Bicentennial Man
This film begins with a shot of an assembly line where robots and presumably
Chris Columbus/Robin Williams collaborations are manufactured, and from there,
it's two hours plus of excruciatingly banal (but, yes, true) pronouncements on
the beauty of human uniqueness, the necessity of mortality, and why even your
toaster oven needs a little TLC. Oh Jesus, where have you gone, Robin Williams?
Here, he plays Andrew Martin, a robot that, er, who looks a lot a vewy,
vewy sad Robin Williams, in an adaptation of Isaac Asimov's 1976 short story.
Martin may be made of machine, but like the Tin Man, this scrap of metal has a
heart, one that in turn is nurtured and rejected by the family he lives with.

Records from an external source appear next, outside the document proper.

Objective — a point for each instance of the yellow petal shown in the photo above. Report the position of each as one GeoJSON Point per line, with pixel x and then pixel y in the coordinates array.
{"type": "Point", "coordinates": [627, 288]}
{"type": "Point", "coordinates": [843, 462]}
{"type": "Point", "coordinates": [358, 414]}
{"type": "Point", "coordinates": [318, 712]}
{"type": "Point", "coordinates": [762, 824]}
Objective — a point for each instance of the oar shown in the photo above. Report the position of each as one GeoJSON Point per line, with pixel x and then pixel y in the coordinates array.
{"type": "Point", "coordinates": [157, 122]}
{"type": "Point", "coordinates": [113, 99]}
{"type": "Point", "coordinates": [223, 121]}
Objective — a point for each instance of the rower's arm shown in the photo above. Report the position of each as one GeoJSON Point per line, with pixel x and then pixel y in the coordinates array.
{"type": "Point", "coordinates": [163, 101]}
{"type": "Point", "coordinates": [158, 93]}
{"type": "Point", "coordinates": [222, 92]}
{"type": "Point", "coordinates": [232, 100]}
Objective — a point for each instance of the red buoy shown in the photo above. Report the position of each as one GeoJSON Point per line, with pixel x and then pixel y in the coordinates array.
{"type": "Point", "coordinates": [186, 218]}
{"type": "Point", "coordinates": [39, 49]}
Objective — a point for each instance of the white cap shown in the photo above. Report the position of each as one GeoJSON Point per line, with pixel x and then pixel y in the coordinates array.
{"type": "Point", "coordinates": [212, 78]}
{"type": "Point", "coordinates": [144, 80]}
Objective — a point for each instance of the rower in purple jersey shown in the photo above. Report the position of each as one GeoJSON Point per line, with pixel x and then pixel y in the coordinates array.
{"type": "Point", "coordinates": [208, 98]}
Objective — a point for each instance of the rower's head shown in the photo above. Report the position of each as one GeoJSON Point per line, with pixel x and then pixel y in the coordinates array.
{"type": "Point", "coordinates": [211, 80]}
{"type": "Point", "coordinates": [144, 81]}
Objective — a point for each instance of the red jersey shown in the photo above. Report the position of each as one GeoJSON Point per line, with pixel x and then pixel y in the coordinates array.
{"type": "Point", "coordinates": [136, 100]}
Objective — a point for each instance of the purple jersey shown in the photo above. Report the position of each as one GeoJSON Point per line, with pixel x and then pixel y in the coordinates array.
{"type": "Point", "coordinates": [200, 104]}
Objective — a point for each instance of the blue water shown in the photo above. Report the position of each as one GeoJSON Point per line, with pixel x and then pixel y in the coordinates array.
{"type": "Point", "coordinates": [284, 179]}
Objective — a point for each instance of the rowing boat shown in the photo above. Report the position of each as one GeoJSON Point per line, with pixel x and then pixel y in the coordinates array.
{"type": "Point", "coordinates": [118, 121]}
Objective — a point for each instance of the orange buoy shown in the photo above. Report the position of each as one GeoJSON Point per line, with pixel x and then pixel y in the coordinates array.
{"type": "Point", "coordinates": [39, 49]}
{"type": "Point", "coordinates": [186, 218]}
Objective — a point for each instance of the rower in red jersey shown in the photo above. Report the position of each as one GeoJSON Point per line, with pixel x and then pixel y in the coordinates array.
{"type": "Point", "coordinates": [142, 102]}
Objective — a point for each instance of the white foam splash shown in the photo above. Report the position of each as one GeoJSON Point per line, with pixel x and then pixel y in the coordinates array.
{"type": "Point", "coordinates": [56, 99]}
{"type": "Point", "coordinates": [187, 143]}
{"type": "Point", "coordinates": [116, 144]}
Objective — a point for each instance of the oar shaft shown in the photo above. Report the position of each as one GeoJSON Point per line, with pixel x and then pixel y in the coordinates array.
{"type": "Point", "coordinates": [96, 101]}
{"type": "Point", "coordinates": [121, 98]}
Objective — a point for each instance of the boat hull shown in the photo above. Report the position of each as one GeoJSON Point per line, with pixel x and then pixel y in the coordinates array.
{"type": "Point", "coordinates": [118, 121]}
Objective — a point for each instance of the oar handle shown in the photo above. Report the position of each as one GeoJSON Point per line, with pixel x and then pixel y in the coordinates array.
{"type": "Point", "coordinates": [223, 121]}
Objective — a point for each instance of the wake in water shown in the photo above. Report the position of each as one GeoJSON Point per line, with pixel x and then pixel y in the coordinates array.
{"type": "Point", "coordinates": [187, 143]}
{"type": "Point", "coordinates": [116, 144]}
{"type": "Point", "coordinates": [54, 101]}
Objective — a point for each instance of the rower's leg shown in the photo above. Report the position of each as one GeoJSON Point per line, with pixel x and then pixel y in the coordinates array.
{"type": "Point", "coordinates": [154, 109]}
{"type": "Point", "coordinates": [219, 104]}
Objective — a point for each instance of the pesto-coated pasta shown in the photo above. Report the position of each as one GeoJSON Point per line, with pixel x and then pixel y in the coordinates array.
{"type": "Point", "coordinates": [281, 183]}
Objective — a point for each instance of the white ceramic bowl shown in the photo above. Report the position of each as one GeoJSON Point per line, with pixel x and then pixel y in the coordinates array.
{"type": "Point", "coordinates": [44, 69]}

He also has quite a talent for making clocks -- even though the passage of time
means zilch to him. As the press notes remark, "It is ironic." And so it goes
and goes for some 200 years, Martin spending the first 180 behaving, if you can
believe it, like a naive Forrest Gump. Finally, he wises up, some trite lessons
are learned, and Martin turns into the lifeform known as Robin Williams,
well-meaning, no longer very funny, and definitely, even for children, a bore.
At the Opera House, Showcase, and Tri-Boro cinemas.